Commit Graph

247 Commits

Author SHA1 Message Date
Lukas Stockner
7fa6f72084 Cycles: Add sample-based runtime profiler that measures time spent in various parts of the CPU kernel
This commit adds a sample-based profiler that runs during CPU rendering and collects statistics on time spent in different parts of the kernel (ray intersection, shader evaluation etc.) as well as time spent per material and object.

The results are currently not exposed in the user interface or per Python yet, to see the stats on the console pass the "--cycles-print-stats" argument to Cycles (e.g. "./blender -- --cycles-print-stats").

Unfortunately, there is no clear way to extend this functionality to CUDA or OpenCL, so it is CPU-only for now.
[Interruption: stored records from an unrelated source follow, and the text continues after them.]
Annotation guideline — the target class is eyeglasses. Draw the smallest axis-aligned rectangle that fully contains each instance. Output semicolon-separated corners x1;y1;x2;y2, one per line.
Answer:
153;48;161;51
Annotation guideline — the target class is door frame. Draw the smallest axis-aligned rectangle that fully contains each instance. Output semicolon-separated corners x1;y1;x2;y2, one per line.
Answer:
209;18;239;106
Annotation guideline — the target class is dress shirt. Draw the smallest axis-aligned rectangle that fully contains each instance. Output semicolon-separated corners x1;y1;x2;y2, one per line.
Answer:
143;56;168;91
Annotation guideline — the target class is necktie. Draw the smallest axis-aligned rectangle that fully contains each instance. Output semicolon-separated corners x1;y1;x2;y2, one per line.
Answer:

Reviewers: brecht, sergey, swerner

Reviewed By: brecht, swerner

Differential Revision: https://developer.blender.org/D3892
2018-11-29 02:45:24 +01:00
Sergey Sharybin
cb4b5e12ab Cycles: Cleanup, spacing after preprocessor
It is supposed to be two spaces before comment stating which if
else/endif statements corresponds to. Was mainly violated in the
header guards.
2018-11-09 11:34:54 +01:00
Campbell Barton
1daa20ad9f Cleanup: strip trailing space for cycles 2018-07-06 10:17:58 +02:00
Lukas Stockner
799779d432 Cycles: change Ambient Occlusion shader to output colors.
This means the shader can now be used for procedural texturing. New
settings on the node are Samples, Inside, Local Only and Distance.
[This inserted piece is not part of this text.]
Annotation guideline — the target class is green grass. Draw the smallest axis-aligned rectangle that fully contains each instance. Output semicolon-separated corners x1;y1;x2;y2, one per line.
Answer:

Original patch by Lukas with further changes by Brecht.

Differential Revision: https://developer.blender.org/D3479
2018-06-15 22:16:06 +02:00
Brecht Van Lommel
7f86afec9d Cycles: don't count volume boundaries as transparent bounces.
This is more important now that we will have tigther volume bounds that
we hit multiple times. It also avoids some noise due to RR previously
affecting these surfaces, which shouldn't have been the case and should
eventually be fixed for transparent BSDFs as well.
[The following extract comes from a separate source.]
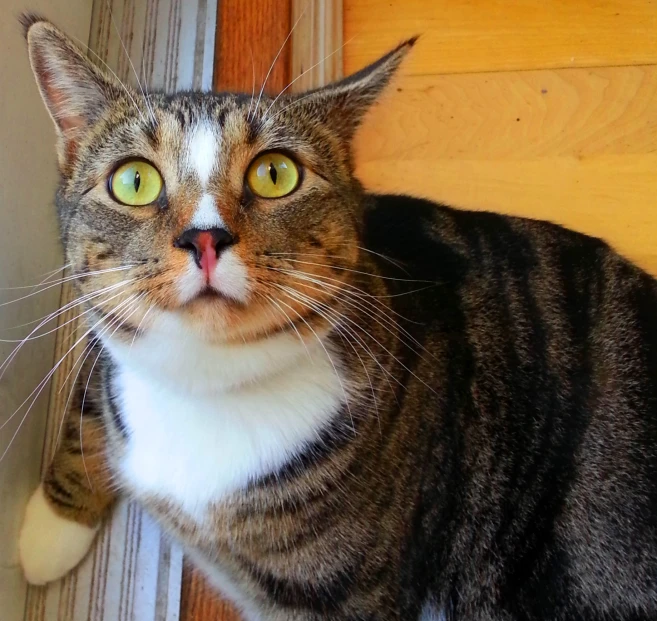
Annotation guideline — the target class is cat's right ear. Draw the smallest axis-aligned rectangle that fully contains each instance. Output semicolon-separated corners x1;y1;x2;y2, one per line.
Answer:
21;15;121;166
For non-volume scenes I found no performance impact on NVIDIA or AMD.
For volume scenes the noise decrease and fixed artifacts are worth the
little extra render time, when there is any.
2018-03-01 01:21:29 +01:00
Brecht Van Lommel
2d81758aa6 Cycles: better path termination for transparency.
We now continue transparent paths after diffuse/glossy/transmission/volume
bounces are exceeded. This avoids unexpected boundaries in volumes with
transparent boundaries. It is also required for MIS to work correctly with
transparent surfaces, as we also continue through these in shadow rays.

The main visible changes is that volumes will now be lit by the background
even at volume bounces 0, same as surfaces.

Fixes T53914 and T54103.
2018-02-22 00:55:32 +01:00
Brecht Van Lommel
606bc5f301 Fix T54105: random walk SSS missing in branched indirect paths.
Unify the path and branched path indirect SSS code. No performance impact
found on CUDA, for AMD split kernel the extra code was already there.
2018-02-21 17:56:26 +01:00
Brecht Van Lommel
0df9b2c715 Cycles: random walk subsurface scattering.
It is basically brute force volume scattering within the mesh, but part
of the SSS code for faster performance. The main difference with actual
volume scattering is that we assume the boundaries are diffuse and that
all lighting is coming through this boundary from outside the volume.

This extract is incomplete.